This project focuses on predicting the balance of various bank users based on their attributes. The dataset comprises user attributes and their corresponding balances. The objective is to build a predictive model that can accurately estimate the balance for each user. The model's performance is evaluated using Mean Absolute Error (MAE).
- notebook.ipynb: The Jupyter Notebook containing the entire process of data analysis, preprocessing, model development, and evaluation.
- credit_train.csv: The training dataset containing user attributes and the target balance.
- credit_test.csv: The test dataset for which predictions need to be made. It contains user attributes without the target balance.
- credit_test_sample.csv: A sample submission file showing the format in which the predictions should be submitted.
- requirements.txt: A file listing all the Python packages required to run the notebook.
To run the Jupyter Notebook, you'll need to install the necessary Python packages listed in requirements.txt
. You can install them using pip:
pip install -r requirements.txt
-
Clone the repository:
git clone https://github.com/suleimanelkhoury/data-analytics-credit.git cd data-analytics-credit
-
Install the required packages:
pip install -r requirements.txt
-
Run the Jupyter Notebook: Open the
notebook.ipynb
file in Jupyter Notebook or Jupyter Lab and run the cells step by step to:- Load and explore the data.
- Preprocess the data (handling missing values, feature encoding, etc.).
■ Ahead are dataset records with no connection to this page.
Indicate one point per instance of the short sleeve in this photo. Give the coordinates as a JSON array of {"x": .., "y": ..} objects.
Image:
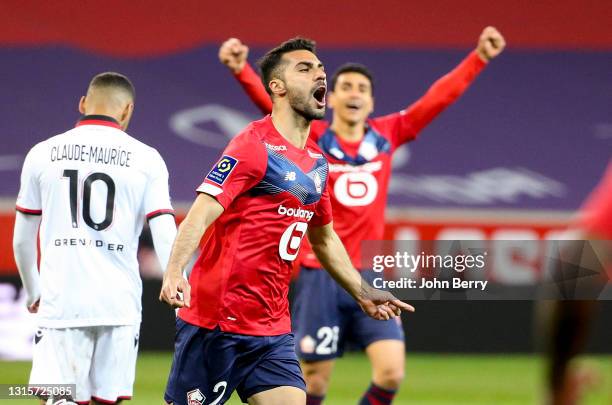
[
  {"x": 29, "y": 200},
  {"x": 397, "y": 126},
  {"x": 157, "y": 194},
  {"x": 241, "y": 166},
  {"x": 323, "y": 210},
  {"x": 596, "y": 214}
]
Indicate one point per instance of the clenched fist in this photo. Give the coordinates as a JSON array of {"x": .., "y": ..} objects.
[
  {"x": 233, "y": 54},
  {"x": 490, "y": 44}
]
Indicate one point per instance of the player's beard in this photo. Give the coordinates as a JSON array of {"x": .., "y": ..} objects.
[{"x": 301, "y": 104}]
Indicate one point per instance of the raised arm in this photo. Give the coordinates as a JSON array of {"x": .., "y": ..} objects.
[
  {"x": 406, "y": 124},
  {"x": 204, "y": 211},
  {"x": 331, "y": 253},
  {"x": 233, "y": 54}
]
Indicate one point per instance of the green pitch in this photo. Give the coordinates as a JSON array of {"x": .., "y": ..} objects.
[{"x": 438, "y": 379}]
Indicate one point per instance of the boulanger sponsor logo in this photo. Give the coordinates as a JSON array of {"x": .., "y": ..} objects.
[
  {"x": 277, "y": 148},
  {"x": 295, "y": 212}
]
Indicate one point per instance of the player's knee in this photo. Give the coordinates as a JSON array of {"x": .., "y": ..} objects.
[
  {"x": 316, "y": 381},
  {"x": 389, "y": 377}
]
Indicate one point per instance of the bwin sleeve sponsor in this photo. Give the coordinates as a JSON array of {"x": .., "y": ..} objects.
[{"x": 295, "y": 212}]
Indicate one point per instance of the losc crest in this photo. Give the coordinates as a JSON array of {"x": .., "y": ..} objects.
[{"x": 195, "y": 397}]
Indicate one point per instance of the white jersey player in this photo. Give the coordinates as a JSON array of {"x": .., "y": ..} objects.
[{"x": 90, "y": 189}]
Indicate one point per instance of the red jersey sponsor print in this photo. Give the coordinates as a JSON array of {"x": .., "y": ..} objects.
[
  {"x": 359, "y": 172},
  {"x": 271, "y": 191}
]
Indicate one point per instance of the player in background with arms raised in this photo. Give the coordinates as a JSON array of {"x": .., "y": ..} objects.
[
  {"x": 90, "y": 190},
  {"x": 267, "y": 191},
  {"x": 359, "y": 149}
]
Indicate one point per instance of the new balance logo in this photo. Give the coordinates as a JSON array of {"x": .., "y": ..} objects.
[{"x": 314, "y": 155}]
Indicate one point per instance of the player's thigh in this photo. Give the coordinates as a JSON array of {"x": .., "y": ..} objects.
[
  {"x": 388, "y": 358},
  {"x": 113, "y": 365},
  {"x": 317, "y": 375},
  {"x": 277, "y": 366},
  {"x": 63, "y": 356},
  {"x": 279, "y": 396},
  {"x": 204, "y": 365},
  {"x": 316, "y": 316}
]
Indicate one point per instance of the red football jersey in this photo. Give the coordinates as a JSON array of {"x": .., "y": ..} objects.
[
  {"x": 596, "y": 214},
  {"x": 271, "y": 191},
  {"x": 359, "y": 172}
]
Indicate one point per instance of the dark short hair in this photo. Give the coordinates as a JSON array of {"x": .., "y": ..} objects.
[
  {"x": 271, "y": 61},
  {"x": 113, "y": 79},
  {"x": 352, "y": 68}
]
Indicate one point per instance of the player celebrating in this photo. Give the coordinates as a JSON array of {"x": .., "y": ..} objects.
[
  {"x": 267, "y": 189},
  {"x": 359, "y": 150},
  {"x": 90, "y": 189}
]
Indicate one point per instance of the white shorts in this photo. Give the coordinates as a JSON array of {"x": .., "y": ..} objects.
[{"x": 99, "y": 360}]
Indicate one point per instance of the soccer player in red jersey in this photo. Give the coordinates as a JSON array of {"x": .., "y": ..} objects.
[
  {"x": 359, "y": 149},
  {"x": 267, "y": 191},
  {"x": 571, "y": 318}
]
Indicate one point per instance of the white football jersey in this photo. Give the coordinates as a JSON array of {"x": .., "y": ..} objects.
[{"x": 94, "y": 185}]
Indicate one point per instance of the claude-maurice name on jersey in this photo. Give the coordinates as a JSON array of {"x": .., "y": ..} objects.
[{"x": 91, "y": 154}]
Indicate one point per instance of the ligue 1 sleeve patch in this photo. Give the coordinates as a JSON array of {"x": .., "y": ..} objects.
[{"x": 222, "y": 169}]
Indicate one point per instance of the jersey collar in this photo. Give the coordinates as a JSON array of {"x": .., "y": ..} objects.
[{"x": 103, "y": 120}]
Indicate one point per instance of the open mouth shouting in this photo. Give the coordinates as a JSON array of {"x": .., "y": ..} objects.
[{"x": 319, "y": 95}]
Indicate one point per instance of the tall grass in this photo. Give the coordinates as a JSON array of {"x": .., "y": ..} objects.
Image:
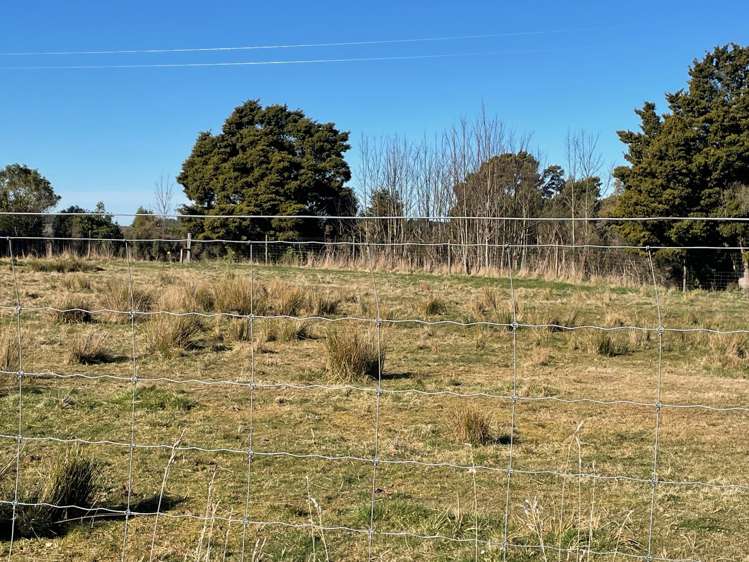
[
  {"x": 117, "y": 297},
  {"x": 473, "y": 426},
  {"x": 72, "y": 309},
  {"x": 64, "y": 263},
  {"x": 9, "y": 356},
  {"x": 352, "y": 356},
  {"x": 89, "y": 349}
]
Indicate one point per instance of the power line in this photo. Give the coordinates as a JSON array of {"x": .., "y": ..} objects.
[
  {"x": 365, "y": 43},
  {"x": 269, "y": 62},
  {"x": 436, "y": 218}
]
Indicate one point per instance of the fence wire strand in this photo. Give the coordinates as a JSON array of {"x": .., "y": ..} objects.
[{"x": 253, "y": 384}]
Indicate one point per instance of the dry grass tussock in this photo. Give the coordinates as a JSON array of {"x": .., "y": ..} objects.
[
  {"x": 285, "y": 330},
  {"x": 9, "y": 355},
  {"x": 352, "y": 355},
  {"x": 72, "y": 309},
  {"x": 119, "y": 296},
  {"x": 170, "y": 335},
  {"x": 71, "y": 481},
  {"x": 89, "y": 349},
  {"x": 473, "y": 426},
  {"x": 64, "y": 263}
]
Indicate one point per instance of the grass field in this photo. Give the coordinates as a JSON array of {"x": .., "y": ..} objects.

- Train various machine learning models.
- Evaluate the models using MAE.
- Make predictions on the test set.
-
Generate Submission:
- After running the notebook, predictions for the test set will be saved in the format of
credit_test_sample.csv
. - Modify and save the results as a
.csv
file to submit to the Kaggle competition.
- After running the notebook, predictions for the test set will be saved in the format of
The data is provided in CSV format and consists of user attributes such as age, income, and others. The training dataset (credit_train.csv
) includes the balance, which is the target variable.
The performance of the models is evaluated using the Mean Absolute Error (MAE). MAE measures the average magnitude of the errors in a set of predictions, without considering their direction.